For years, the internet has been battening down the hatches and getting its novel written during NaNoWriMo.
If you’ve always wondered what NaNoWriMo means, it’s pretty straightforward. The term is a portmanteau of sorts for the phrase National Novel Writing Month, and it does just what it says on the tin. The objective of the exercise is to sit down for the month of November and finally bang out 50,000 words of that novel you’ve been planning on writing for so long.
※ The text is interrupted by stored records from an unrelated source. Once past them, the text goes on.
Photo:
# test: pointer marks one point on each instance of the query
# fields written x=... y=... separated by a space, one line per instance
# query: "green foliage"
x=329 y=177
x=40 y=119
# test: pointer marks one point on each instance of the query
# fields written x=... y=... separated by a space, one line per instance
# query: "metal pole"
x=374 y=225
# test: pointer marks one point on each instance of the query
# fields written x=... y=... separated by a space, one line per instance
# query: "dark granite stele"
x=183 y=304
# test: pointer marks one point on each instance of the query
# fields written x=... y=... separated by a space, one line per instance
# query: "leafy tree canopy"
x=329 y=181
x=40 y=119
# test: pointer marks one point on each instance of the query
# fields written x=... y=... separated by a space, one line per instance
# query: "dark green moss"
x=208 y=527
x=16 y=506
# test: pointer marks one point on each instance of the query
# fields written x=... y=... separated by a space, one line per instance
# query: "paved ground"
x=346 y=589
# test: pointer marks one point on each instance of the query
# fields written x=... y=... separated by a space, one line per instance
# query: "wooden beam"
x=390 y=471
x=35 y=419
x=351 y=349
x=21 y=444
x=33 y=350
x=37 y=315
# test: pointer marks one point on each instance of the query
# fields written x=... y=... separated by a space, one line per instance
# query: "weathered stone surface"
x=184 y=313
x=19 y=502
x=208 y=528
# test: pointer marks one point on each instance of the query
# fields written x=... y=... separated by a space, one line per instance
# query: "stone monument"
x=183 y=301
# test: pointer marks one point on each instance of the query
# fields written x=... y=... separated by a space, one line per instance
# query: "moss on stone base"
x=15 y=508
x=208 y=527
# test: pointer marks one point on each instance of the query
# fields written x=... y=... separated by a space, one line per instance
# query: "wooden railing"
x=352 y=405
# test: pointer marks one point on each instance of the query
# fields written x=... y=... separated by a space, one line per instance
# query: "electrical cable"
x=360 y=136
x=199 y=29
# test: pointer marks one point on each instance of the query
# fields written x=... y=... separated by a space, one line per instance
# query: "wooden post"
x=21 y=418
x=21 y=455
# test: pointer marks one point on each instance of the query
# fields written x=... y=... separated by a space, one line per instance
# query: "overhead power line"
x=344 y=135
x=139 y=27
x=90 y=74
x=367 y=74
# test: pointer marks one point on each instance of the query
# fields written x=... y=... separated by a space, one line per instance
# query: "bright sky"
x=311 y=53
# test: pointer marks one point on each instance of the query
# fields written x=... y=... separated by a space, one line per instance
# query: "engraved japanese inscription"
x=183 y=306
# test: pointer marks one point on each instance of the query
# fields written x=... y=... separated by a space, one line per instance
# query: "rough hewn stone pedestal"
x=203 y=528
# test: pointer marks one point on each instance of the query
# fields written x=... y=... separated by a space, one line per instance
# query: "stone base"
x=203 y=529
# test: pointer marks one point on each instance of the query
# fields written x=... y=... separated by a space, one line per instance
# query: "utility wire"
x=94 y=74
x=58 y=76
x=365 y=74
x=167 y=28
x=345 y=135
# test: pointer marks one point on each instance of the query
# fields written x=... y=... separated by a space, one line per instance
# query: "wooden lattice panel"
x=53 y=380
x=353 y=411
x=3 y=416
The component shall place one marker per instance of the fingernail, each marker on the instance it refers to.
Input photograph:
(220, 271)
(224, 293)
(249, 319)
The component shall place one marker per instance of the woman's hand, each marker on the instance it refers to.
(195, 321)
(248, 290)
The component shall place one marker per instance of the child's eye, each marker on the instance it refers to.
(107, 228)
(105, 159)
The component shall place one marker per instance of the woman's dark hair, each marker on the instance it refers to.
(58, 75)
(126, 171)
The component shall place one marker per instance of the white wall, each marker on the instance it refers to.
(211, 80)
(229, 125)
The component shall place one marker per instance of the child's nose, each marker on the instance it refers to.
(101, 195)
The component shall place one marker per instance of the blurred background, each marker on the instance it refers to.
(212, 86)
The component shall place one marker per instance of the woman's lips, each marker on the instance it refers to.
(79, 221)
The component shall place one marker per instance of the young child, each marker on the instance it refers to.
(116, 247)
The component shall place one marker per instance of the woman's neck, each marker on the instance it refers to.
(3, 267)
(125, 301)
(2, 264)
What’s cool about the NaNoWriMo of today is that when it kicked off in July of 1999, there were a scant 21 participants, all paying through the nose to talk about it with AOL’s then-exorbitant rates. By last year’s event, there were 200,000 NaNoWriMo participants, churning out an astonishing 2.8 billion words. Kind of like a Couch to 5K for aspiring writers, the exercise has helped many get past that difficult first step of just starting.
The other super cool thing about NaNoWriMo of 2011 is how different it is from just two or three years ago. As someone who has transitioned fully from book-books to e-books, I’ve noticed that some of the popular writers in the genre I favor (cough cough Paranormal Romance cough) are the fanfic writers of just a few years ago.
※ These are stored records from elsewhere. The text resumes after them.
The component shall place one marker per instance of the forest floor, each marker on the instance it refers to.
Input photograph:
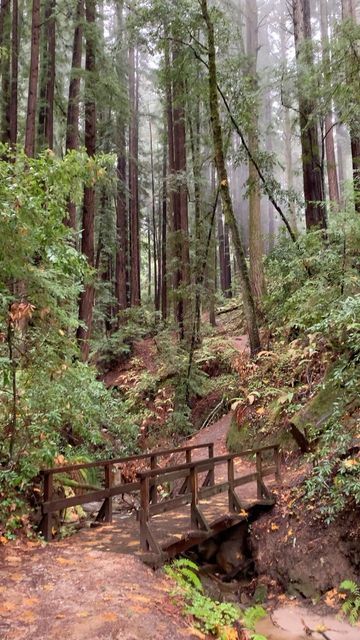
(86, 587)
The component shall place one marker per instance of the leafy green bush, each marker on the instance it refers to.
(50, 402)
(351, 606)
(211, 616)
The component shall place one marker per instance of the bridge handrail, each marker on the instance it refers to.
(113, 461)
(191, 492)
(50, 505)
(204, 465)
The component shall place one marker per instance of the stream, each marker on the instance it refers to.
(288, 623)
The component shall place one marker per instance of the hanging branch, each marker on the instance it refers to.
(246, 147)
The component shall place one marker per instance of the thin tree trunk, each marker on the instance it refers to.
(182, 274)
(87, 243)
(5, 43)
(122, 241)
(315, 213)
(248, 300)
(14, 74)
(47, 82)
(194, 135)
(72, 122)
(349, 13)
(50, 81)
(30, 128)
(256, 249)
(133, 180)
(164, 296)
(153, 222)
(334, 194)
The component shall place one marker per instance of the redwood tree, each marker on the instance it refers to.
(87, 296)
(30, 128)
(72, 122)
(247, 296)
(315, 213)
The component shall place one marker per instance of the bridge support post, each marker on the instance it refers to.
(46, 525)
(153, 488)
(259, 480)
(212, 470)
(198, 520)
(108, 501)
(277, 463)
(144, 513)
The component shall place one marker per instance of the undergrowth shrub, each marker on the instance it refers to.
(211, 616)
(314, 290)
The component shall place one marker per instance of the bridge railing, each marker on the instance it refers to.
(51, 503)
(195, 491)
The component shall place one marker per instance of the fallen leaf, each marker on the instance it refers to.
(28, 616)
(29, 602)
(109, 616)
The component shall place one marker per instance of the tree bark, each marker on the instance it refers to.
(180, 221)
(248, 300)
(30, 128)
(122, 240)
(153, 222)
(315, 212)
(349, 13)
(14, 74)
(87, 297)
(5, 44)
(135, 295)
(47, 82)
(72, 121)
(164, 296)
(256, 249)
(333, 183)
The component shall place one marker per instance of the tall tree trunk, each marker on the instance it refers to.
(248, 300)
(256, 249)
(133, 179)
(349, 13)
(87, 241)
(72, 121)
(5, 34)
(194, 135)
(153, 222)
(14, 73)
(30, 129)
(334, 194)
(164, 296)
(47, 83)
(220, 239)
(180, 221)
(122, 240)
(315, 213)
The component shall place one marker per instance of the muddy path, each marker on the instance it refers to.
(92, 587)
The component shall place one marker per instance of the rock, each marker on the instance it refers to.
(230, 556)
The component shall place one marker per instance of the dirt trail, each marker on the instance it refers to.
(86, 586)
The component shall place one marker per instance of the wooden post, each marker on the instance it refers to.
(212, 471)
(277, 463)
(153, 488)
(108, 501)
(259, 475)
(231, 477)
(47, 518)
(144, 512)
(193, 479)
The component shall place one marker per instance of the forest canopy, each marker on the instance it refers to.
(162, 162)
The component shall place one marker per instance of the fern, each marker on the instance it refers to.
(351, 606)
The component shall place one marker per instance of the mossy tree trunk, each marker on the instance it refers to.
(248, 300)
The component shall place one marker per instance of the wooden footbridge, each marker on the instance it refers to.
(185, 495)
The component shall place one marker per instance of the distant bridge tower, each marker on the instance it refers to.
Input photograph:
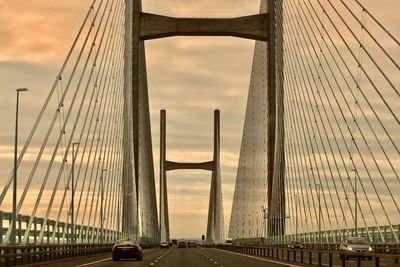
(138, 158)
(215, 224)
The market has changed significantly, and now instead of writing a novel for NaNoWriMo in the hopes that maybe, just maybe, an agent will pick your work up and represent you, you can actually publish your own book to all the major platforms via Amazon’s Self-Publishing tool and Smashwords and do your own promotion. While indie authors faced a rough road of actually printing their own novels back in the day, now it’s the work of a few days to edit and publish your own novel online, making the possibility of writing and selling a work very real and even achievable.